Clinical Characteristics of Acutely Hospitalized Adults With Community-acquired- Pneumonia

September 15, 2022 updated by: University of Southern Denmark

Clinical Characteristics of Hospitalized Adults With Community-acquired- Pneumonia at the Emergency Department: A Cross-sectional Study

There is no gold standard when diagnosing of pneumonia. The variability of clinical signs and symptoms make it difficult to distinguish pneumonia from other causes of respiratory conditions. Well defined characteristics upon arrival to the emergency department will contribute to the better and quicker diagnosis of community-acquired pneumonia.

Study Overview

Status

Completed

Conditions

Intervention / Treatment

Detailed Description

Currently, pneumonia diagnosis is primarily based on clinical symptoms such as cough, shortness of breath, chest pain, fever and sputum production, combined with X-ray of the lungs, relevant blood tests and microbiological analysis of sputum samples. The X-ray is an imprecise diagnostic tool, and results from sputum assays are first available after 2 days. In the elderly, pneumonia presents with clinically differing signs such as delirium, malnutrition, and there may be an absence of fever, cough and dyspnea. The physical examination is also challenged by a broad variety of atypical symptoms like headache, dry cough and gastrointestinal symptoms in the form of nausea, vomiting or diarrhea. Our hypothesis is that well-defined clinical characteristics upon arrival to the emergency department will contribute to the better and quicker diagnosis of pneumonia.

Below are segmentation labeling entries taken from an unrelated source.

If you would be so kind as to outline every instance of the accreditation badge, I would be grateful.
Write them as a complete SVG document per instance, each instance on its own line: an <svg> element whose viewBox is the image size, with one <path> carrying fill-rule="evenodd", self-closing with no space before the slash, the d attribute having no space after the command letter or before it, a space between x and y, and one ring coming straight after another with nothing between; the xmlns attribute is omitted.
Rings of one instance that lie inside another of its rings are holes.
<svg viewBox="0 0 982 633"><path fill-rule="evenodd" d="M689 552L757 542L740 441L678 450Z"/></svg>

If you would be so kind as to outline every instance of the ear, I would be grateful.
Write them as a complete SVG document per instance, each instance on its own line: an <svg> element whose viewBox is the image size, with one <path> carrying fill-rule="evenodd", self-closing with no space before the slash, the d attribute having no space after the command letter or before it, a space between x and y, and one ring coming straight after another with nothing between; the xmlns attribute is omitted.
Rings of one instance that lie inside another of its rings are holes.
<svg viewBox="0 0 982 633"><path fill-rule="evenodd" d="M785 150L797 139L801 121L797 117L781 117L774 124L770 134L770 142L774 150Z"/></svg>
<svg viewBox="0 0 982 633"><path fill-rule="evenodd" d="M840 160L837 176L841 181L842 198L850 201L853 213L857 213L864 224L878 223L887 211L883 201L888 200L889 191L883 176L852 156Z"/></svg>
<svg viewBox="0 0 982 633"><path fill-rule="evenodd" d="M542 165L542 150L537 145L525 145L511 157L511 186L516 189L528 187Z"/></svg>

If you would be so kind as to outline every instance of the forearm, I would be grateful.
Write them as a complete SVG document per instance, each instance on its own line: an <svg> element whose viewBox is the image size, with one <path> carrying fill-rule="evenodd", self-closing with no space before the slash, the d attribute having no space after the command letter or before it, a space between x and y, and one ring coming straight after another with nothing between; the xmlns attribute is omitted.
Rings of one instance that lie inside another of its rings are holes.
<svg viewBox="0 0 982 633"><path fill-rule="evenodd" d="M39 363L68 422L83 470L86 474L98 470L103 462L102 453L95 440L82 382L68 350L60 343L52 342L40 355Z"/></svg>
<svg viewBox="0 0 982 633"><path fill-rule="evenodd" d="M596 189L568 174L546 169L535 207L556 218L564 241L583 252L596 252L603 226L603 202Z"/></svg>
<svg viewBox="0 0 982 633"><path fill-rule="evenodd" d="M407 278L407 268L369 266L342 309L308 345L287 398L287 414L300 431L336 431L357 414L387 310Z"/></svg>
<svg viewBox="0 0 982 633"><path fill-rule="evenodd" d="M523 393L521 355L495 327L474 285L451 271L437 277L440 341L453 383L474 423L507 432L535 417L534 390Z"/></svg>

The aim is to identify the information available upon arrival to the Emergency Department that contributes to diagnosis and prognosis of community-acquired-pneumonia.

The objectives are:

  1. Identify the information available upon arrival that correlates to the diagnosis of community-acquired pneumonia
  2. Identify the information available upon arrival that correlates to severity of community-acquired pneumonia

Study Type

Observational

Enrollment (Actual)

966

Contacts and Locations

This section provides the contact details for those conducting the study, and information on where this study is being conducted.

Study Locations

  • Denmark
      • Aabenraa, Denmark
        • Hospital of Southern Jutland

Participation Criteria

Researchers look for people who fit a certain description, called eligibility criteria. Some examples of these criteria are a person's general health condition or prior treatments.

Eligibility Criteria

Ages Eligible for Study

18 years and older (Adult, Older Adult)

Accepts Healthy Volunteers

No

Genders Eligible for Study

All

Sampling Method

Probability Sample

Study Population

Acutely admitted patients suspected of community-acquired pneumonia at three hospitals in The Region of Southern Denmark (Hospital Sønderjylland, Hospital Lillebaelt and Odense University Hospital).

Description

Inclusion Criteria:

  • Patients > 18 years old
  • Patients suspected with CAP by the attending physician. The physician will base his/her suspicion on e.g. clinical symptoms such as cough, increased sputum production, chest tights, dyspnea and fever>38C, and indication for x-ray.

Exclusion Criteria:

  • If the attending physician considers that participation will delay a life-saving treatment or patient needs direct transfer to the intensive care unit.
  • Admission within the last 14 days
  • Verified COVID-19 disease within 14 days before admission
  • Pregnant women
  • Severe immunodeficiencies: Primary immunodeficiencies and secondary immunodeficiencies (HIV positive CD4 <200, Patients receiving immunosuppressive treatment (ATC L04A), Corticosteroid treatment (>20 mg/day prednisone or equivalent for >14 days within the last 30 days), Chemotherapy within 30 days)

Study Plan

This section provides details of the study plan, including how the study is designed and what the study is measuring.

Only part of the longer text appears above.